Esse fascismo ecológico não se limita ao discurso. Ele age com a mesma lógica extrativa que pretende proteger. Incendeia florestas para abrir espaço ao agronegócio, desmonta regulações ambientais em nome da eficiência, manipula a opinião pública com campanhas de desinformação. Opera com duas armas: a mentira sistemática e a violência sistemática. Uma prepara o terreno, a outra garante o silêncio.

Há, portanto, uma simbiose: o neoliberalismo precisa do fascismo para sustentar-se em meio ao colapso que ele mesmo produz. Sem coerção, não há como manter populações inteiras vivendo em zonas de sacrifício; sem desinformação, não há como convencer sociedades a aceitarem o envenenamento lento de seu próprio solo. Fascismo e neoliberalismo se tornam duas faces de uma mesma máquina: a primeira garante a acumulação pela força, a segunda pela naturalização da exploração.

No Sul Global, essa simbiose assume contornos ainda mais violentos. Aqui, o corpo do trabalhador, a floresta, o território indígena, o oceano, todos se tornam mercadoria barata para alimentar cadeias globais. A retórica fascista apresenta o saque como patriotismo e o autoritarismo como ordem. Enquanto isso, corporações transnacionais extraem minerais, energia e dados, deixando atrás passivos ambientais e cicatrizes sociais.

Essa aliança obscurantista produz um efeito devastador: desloca o debate do essencial. Enquanto discutimos símbolos, guerras culturais, falsos inimigos, a máquina segue funcionando. O solo continua a ser envenenado, os rios continuam represados, os corpos continuam precarizados, os dados continuam sequestrados. A atenção social, capturada pelo espetáculo, perde de vista o metabolismo real que sustenta a vida.

Mas todo obscurantismo carrega sua própria falha. Ao tentar sufocar a ciência, os movimentos sociais e a solidariedade, ele acaba revelando sua vulnerabilidade: depende do silêncio. E o silêncio, quando rompido, ecoa mais alto do que qualquer propaganda. O fascismo ecológico é forte na aparência, mas frágil diante da persistência de comunidades que defendem rios, florestas, territórios. Ele pode dominar pelo medo, mas não consegue substituir o vínculo ancestral entre povos e natureza.

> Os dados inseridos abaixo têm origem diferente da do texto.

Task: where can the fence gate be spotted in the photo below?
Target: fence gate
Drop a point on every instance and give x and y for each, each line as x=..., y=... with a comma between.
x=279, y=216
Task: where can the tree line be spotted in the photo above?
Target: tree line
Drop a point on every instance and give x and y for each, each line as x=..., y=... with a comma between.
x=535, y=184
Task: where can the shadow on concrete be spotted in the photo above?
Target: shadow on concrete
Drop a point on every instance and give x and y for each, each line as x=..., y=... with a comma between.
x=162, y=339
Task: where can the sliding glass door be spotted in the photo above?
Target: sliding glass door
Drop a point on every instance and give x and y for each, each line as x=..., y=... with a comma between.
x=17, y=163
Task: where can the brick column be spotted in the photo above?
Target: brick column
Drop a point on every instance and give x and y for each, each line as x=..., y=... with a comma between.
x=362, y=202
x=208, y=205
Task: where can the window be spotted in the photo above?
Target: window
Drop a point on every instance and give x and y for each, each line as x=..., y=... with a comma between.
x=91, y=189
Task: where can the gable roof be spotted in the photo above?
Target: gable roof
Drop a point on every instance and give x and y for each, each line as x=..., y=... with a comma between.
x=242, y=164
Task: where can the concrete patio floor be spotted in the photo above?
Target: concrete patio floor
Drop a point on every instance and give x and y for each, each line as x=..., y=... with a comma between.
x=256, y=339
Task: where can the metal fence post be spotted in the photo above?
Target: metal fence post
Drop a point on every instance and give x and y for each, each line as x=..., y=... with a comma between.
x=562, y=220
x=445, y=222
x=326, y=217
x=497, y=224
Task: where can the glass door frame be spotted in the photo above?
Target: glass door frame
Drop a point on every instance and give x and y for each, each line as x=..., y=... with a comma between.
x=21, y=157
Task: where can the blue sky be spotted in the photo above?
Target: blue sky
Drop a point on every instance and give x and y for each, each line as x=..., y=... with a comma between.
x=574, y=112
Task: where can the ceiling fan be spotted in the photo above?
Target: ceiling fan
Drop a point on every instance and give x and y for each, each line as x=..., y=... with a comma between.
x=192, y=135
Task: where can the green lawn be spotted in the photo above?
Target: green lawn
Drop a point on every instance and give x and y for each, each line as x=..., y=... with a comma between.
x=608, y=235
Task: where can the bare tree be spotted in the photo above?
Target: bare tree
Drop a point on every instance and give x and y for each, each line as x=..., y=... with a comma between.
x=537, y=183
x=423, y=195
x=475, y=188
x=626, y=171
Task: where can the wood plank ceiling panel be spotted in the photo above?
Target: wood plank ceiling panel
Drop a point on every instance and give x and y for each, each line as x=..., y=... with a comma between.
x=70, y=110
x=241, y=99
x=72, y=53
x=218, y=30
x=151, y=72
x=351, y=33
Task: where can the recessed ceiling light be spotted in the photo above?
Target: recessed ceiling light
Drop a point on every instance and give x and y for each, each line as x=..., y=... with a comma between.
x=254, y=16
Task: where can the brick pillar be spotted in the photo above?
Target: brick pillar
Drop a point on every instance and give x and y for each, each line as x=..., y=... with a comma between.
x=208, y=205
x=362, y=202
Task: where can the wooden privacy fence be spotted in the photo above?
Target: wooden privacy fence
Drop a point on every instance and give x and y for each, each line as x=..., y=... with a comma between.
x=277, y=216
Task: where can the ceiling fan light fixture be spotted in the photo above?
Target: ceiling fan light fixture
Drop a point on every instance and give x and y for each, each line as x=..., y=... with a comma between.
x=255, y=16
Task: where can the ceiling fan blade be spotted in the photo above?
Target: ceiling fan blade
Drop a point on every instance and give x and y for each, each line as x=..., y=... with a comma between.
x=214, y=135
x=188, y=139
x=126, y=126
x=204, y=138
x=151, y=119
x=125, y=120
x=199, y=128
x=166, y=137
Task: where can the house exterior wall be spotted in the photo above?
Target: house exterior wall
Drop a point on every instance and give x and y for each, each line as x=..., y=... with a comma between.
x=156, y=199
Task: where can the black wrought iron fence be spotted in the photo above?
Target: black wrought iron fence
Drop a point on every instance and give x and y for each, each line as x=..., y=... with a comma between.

O avanço do obscurantismo é, portanto, o sintoma de um sistema em agonia. Ele mostra que a acumulação já não consegue se legitimar apenas pela promessa de progresso; precisa agora da mentira e da coerção. E, ao mostrar sua face nua, anuncia também que a disputa entrou em uma fase decisiva: ou aceitaremos viver em um mundo governado pela força que protege o saque, ou construiremos uma outra ordem fundada na justiça ecológica e social.

As linhas de resistência — o Sul Global e as insurgências da Terra

Se o colapso ecológico e social se expressa de forma brutal no Sul Global, é aqui também que surgem as mais poderosas insurgências. A periferia do sistema, transformada em zona de sacrifício, converte-se em laboratório de alternativas. Onde o capital enxerga matéria-prima, povos e movimentos enxergam futuro. Onde o neoliberalismo vê atraso, comunidades enxergam cuidado. Onde o fascismo semeia medo, brotam resistências que recusam a lógica do saque.

O Equador inscreveu na Constituição os direitos da natureza, reconhecendo a Pachamama como sujeito de dignidade, não como recurso. E, em 2023, a consulta popular sobre o Parque Yasuní mostrou que a sociedade pode escolher, soberanamente, manter o petróleo no subsolo — uma vitória histórica contra a máquina extrativa.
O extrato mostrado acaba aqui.